L’émergence de médias mobiles, capables de suivre l’individu dans ses cheminements quotidiens constitue un nouveau paradigme. D’où – à l’image de JCDecaux – l’installation de médias fixes en des lieux et des territoires de mobilités. Les comportements diffèrent face à ce phénomène d’information pervasive. Ainsi, la publicité sur mobile connaît une meilleure acceptation aux Etats-Unis qu’au Japon, entre autres parce que les Japonais ne souhaitent aucune intrusion sur un mobile qui concentre un part essentielle de leurs activités. L’étude ethno-marketing menée par KR Média sur un panel d’actifs de 25 à 55 ans a permis de mesurer en France cette pervasivité de l’information sous plusieurs angles : la simultanéité des médias, la pratique de leur consommation (individuelle et collective) et l’interpénétration des vies professionnelles et privées. Quelques conclusions :
– Les individus optimisent leur consommation média en consommation simultanée (plusieurs médias à la fois) mais aussi en continuité à l’image des espaces de transport où les médias accessibles depuis le quai sont dans le prolongement de ceux consommés à domicile.
– Le « séparé-ensemble » : au sein d’un même lieu (type rame de métro), les activités individuelles restent différentes. L’intercommunication des individus existe, mais chacun bénéficie de son moyen propre pour ce faire. En mobilité, le média a une fonction d’individualisation, de recréation d’une bulle personnelle.
– L’interconnexion des univers privés et professionnels témoigne de l’usage pervasif des médias : consulter ses e-mails personnels au travail trouve une contrepartie dans la capacité à être joint pour raisons professionnelles à son domicile.
– L’attention est plus forte en situation de mobilité. Dans ce cas, le média devient un élément « concentrateur ». La presse reste d’ailleurs le premier média en mobilité. Le besoin de « connectivité » des plus jeunes n’est pas le seul signe de cette augmentation de la consommation média.

Jean-Pierre Texier (RATP)

Issue des 7 nains de Blanche Neige, la figure de Simplet a de l’avenir. Un regard étonné sur un monde qui s’enrichit et se complexifie : l’enjeu est de réussir à installer une simplicité d’usage. Les situations de déficience cognitive augmentent. Elles témoignent de notre connaissance de moins en moins approfondie de lieux (notre présence y est de plus en plus éphémère). Ces situations appellent à repenser les offres.
Le transport est face à un défi.

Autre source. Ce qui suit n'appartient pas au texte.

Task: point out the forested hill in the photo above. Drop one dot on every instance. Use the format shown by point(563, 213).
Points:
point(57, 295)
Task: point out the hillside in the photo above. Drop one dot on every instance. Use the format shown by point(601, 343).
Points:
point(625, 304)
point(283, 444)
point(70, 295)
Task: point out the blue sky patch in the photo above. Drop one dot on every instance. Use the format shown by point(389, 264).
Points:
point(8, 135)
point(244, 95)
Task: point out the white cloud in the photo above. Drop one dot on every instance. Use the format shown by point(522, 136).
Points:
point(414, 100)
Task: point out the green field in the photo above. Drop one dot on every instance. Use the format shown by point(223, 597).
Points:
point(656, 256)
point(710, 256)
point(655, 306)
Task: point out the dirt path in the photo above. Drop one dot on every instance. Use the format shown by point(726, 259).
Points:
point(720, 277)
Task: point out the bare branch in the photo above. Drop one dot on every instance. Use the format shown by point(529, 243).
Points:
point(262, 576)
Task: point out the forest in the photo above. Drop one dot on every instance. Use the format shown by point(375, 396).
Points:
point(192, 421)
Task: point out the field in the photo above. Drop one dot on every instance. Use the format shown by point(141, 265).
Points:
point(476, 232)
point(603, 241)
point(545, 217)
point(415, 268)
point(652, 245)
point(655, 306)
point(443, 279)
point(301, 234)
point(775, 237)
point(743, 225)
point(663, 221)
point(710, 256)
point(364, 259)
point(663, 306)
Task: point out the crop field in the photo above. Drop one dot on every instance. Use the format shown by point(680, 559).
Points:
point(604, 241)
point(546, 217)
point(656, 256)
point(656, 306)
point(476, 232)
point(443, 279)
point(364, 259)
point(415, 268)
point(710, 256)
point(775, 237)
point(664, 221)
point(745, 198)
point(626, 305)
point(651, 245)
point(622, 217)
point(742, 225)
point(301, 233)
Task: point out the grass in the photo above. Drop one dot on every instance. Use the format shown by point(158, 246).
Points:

Parce que nous n’avons plus vraiment le temps de lire, parce que nous ne lisons pas tous la même chose, parce que les situations de mobilité sont diverses, il faut trouver les moyens adéquats de traduire rapidement de l’information. il y a un nouveau langage à inventer (les pictogrammes dynamique, voir l’entretien Chronos).
Une des réponses possible prend la forme d’avatars, des compagnons personnels et numériques qui installent un dialogue informatif avec l’individu. Ainsi, la société Ikéa a crée le sien : 2 millions de dialogues ont été initiés en 2007 qui équivallent à une économie de 3 millions d’appels vers son call-center. Ces avatars devraient faire partie demain d’un « espace public technologique ».
Le contenu généré par les individus est une manière de dépasser la notion de self-service. Elle amène au concept de « user to user ». L’appétence pour le partage d’information entre usager existe, elle permettra en se massifiant de mesurer le niveau de prise de parole des individus, et peut-être d’anticiper une certaine forme « d’individualisation » des audiences ?

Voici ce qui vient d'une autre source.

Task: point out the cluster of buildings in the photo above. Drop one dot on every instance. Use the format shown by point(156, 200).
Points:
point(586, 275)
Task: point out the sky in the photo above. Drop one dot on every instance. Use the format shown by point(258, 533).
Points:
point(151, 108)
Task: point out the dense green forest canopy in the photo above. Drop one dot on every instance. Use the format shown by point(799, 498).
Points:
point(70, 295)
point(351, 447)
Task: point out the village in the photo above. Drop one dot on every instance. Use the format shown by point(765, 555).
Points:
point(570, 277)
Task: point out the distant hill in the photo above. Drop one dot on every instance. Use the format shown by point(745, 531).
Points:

Michel Mercadier (SNCF Transilien) signale l’existence de ce type d’avatar pour les PMR. Thierry Bardy (Orange Labs) considère la visiophonie comme l’expression possible d’un avatar. Dominique Lahousse rappelle que le « compagnon » de Microsoft Office est un avatar sous un principe d’accompagnement imaginé par Apple dès 1982 avec son « Navigator ».

Albert Asseraf (JCDecaux)

« Notre logique est de proposer des services urbains en échange du marché d’affichage publicitaire, peut-être irons-nous un jour pour cela jusqu’à construire des piscines ! Allez savoir… » L’affichage publicitaire autant que les services sont à destination de la ville et des citoyens et posent directement la question du contenu et cette question couvre des enjeux majeurs aujourd’hui. Depuis 10 ans, la planète média se bouleverse à un rythme accéléré. Le mobile, l’écran des écrans, devient capable de réunir tous les médias – TV, Radio, Web, presse… – en un seul. En matière de communication extérieure, mobile et affichage (numérique ou physique) sont les deux médias de références. Mais la définition des contenus et de leur adressage doit précéder le déploiement massif de technologies. A Toulouse (Vélotoulouse), HSBC (disposé sur le carénage des vélos) est devenu la marque la plus visible dans la ville, signe d’une évolution qu’il reste à prolonger. Mobilier communicant et mobile permettront de proposer de l’information massivement mais toujours en situation de proximité avec un message individuel adapté au temps et au lieu. C’est la qualité et la pertinence du contenu de ce message qui en définira le niveau d’acceptation.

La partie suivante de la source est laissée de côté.